Fuente: Drug harms in the UK: a multicriteria decision analysis. David Nutt, Leslie King and Lawrence Phillips. The Lancet, 2010.

 

Según este análisis, la droga que más daño causa, tanto al individuo como a la sociedad, es el alcohol, con una valoración de 72/100, el tabaco es el sexto en la lista, causa más daños que la marihuana y sólo es un poco menos nocivo que la cocaína.

El anterior gráfico, que recoge información de la DEA, del Instituto Nacional Para el Abuso de drogas y el Centro para el control y prevención de enfermedades de los Estados Unidos (NIDA y CDC respectivamente por sus siglas en inglés) muestra la cantidad de muertes directas por el consumo de drogas en los Estados Unidos en el año 2015.

Su principal conclusión es que la droga más mortal, aun teniendo en cuenta los avances para limitar su publicidad y sus altos impuestos, es el tabaco. Así mismo, no se reporta ninguna muerte por el uso de la marihuana.

Por ende, afirmar categóricamente que las drogas legales son menos nocivas para la salud de los individuos y para el bienestar de la sociedad que las ilegales carece de sustentos técnicos y científicos.

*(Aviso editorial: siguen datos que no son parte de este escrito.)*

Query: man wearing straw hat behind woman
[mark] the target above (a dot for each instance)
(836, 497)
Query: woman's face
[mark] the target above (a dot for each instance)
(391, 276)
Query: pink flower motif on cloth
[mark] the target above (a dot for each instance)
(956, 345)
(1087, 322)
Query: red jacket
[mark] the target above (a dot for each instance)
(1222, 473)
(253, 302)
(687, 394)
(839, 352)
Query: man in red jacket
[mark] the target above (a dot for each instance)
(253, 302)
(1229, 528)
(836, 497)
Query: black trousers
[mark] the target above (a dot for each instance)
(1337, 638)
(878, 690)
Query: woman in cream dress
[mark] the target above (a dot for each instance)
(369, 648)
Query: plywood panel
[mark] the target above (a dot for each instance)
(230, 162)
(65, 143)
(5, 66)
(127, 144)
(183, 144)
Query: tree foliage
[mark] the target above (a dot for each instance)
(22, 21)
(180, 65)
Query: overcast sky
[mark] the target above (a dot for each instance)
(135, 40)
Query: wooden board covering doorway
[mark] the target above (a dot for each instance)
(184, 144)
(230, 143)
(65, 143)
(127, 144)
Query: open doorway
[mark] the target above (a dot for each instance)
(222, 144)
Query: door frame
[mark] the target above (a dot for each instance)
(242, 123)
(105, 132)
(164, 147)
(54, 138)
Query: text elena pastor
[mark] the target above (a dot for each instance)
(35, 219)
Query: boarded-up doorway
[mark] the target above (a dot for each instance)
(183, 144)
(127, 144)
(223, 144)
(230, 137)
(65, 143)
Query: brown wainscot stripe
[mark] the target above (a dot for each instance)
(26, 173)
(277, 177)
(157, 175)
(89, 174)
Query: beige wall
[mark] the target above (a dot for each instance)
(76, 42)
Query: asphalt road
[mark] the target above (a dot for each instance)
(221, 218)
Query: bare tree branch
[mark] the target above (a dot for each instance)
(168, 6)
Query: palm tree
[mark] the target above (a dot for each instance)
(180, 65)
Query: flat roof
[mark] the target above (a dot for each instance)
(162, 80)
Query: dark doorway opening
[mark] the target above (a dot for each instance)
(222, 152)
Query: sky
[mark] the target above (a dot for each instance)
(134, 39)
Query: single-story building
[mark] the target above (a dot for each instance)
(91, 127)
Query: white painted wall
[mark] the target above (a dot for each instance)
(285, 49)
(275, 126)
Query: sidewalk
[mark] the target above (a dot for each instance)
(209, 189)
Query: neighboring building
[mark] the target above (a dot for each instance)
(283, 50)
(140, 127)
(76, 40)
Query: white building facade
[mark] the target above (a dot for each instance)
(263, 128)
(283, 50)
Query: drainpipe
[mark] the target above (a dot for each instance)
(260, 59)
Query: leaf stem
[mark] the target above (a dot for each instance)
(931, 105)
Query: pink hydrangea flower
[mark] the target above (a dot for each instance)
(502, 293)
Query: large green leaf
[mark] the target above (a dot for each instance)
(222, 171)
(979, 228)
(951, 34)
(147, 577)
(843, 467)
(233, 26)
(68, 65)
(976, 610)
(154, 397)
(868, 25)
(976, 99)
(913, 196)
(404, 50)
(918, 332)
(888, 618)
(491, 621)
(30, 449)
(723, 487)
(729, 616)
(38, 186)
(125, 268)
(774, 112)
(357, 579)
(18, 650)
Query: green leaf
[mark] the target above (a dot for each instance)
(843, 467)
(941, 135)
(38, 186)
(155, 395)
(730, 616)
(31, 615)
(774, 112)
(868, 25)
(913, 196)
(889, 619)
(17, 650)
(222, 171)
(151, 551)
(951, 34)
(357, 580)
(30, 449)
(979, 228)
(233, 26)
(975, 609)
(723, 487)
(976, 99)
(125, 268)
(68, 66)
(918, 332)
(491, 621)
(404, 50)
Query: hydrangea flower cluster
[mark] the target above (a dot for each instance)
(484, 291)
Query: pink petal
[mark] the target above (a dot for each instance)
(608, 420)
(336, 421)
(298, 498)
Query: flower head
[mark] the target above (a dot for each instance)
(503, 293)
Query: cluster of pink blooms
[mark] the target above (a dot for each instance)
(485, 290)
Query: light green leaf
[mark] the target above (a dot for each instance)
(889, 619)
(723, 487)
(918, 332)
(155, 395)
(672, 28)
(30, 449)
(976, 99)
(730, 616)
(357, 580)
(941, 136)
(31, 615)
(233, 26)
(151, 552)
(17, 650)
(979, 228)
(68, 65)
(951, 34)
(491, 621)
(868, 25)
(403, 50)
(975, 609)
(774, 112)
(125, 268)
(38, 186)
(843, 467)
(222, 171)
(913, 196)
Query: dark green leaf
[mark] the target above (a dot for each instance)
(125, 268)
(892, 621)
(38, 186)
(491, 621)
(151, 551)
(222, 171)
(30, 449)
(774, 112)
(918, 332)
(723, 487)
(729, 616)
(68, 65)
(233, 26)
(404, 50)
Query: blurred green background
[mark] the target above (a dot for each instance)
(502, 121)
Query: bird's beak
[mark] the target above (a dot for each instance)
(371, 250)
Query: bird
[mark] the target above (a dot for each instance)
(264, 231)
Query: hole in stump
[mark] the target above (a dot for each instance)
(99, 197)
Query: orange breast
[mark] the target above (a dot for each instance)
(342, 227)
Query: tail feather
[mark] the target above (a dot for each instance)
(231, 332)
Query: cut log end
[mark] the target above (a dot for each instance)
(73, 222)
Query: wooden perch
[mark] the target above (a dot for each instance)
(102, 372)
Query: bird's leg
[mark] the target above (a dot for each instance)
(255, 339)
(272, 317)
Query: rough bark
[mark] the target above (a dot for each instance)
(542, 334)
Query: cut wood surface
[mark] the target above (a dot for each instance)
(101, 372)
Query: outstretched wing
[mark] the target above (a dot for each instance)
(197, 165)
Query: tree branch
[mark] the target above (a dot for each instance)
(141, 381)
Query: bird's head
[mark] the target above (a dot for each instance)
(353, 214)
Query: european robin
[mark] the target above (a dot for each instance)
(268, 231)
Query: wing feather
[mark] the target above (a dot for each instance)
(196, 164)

El último argumento está relacionado con que el consumo de drogas es una acción que supera la esfera personal y en consecuencia debe ser objeto de regulación estatal mediante la prisión y el tratamiento forzado de los consumidores.

En la sentencia nunca se explica cómo el consumo personal de drogas afecta a los demás. Es más, sólo se enuncia que el drogadicto “mediante su conducta compulsiva” afecta a su familia y a su entorno social, que el vicio es una causa y origen de males, que la gravedad de la conducta es tan evidente que no necesita ser demostrada y la única comparación que ofrecen para ilustrar una limitación al libre desarrollo de la personalidad es la determinación del aborto como delito.

Sin embargo y como se evidenció a lo largo de esta columna, no todos los consumos de drogas son problemáticos, ni la droga es la causa y origen de todos los males ni mucho menos el aborto y el consumo de drogas son comparables.

Afortunadamente, la posición minoritaria no prosperó y la Corte decidió terminar con los ocho años en que estuvieron vigentes los tratamientos forzados y las penas de prisión para los consumidores de drogas, puesto que, en una sociedad democrática y liberal, el Estado no le puede arrebatar la condición ética a las personas decidiendo por ellas el rumbo de sus vidas.

Hoy, al cumplirse 25 años de la sentencia C-221, a la par de celebrar el legado de una Corte Constitucional veedora de la dignidad y la libertad es necesario abogar por una política de drogas coherente y respetuosa de los derechos humanos, en la cual la evidencia técnica y científica no le dé cabida a la desinformación, a la discriminación y a los prejuicios, tal como no se le dio cabida en 1994.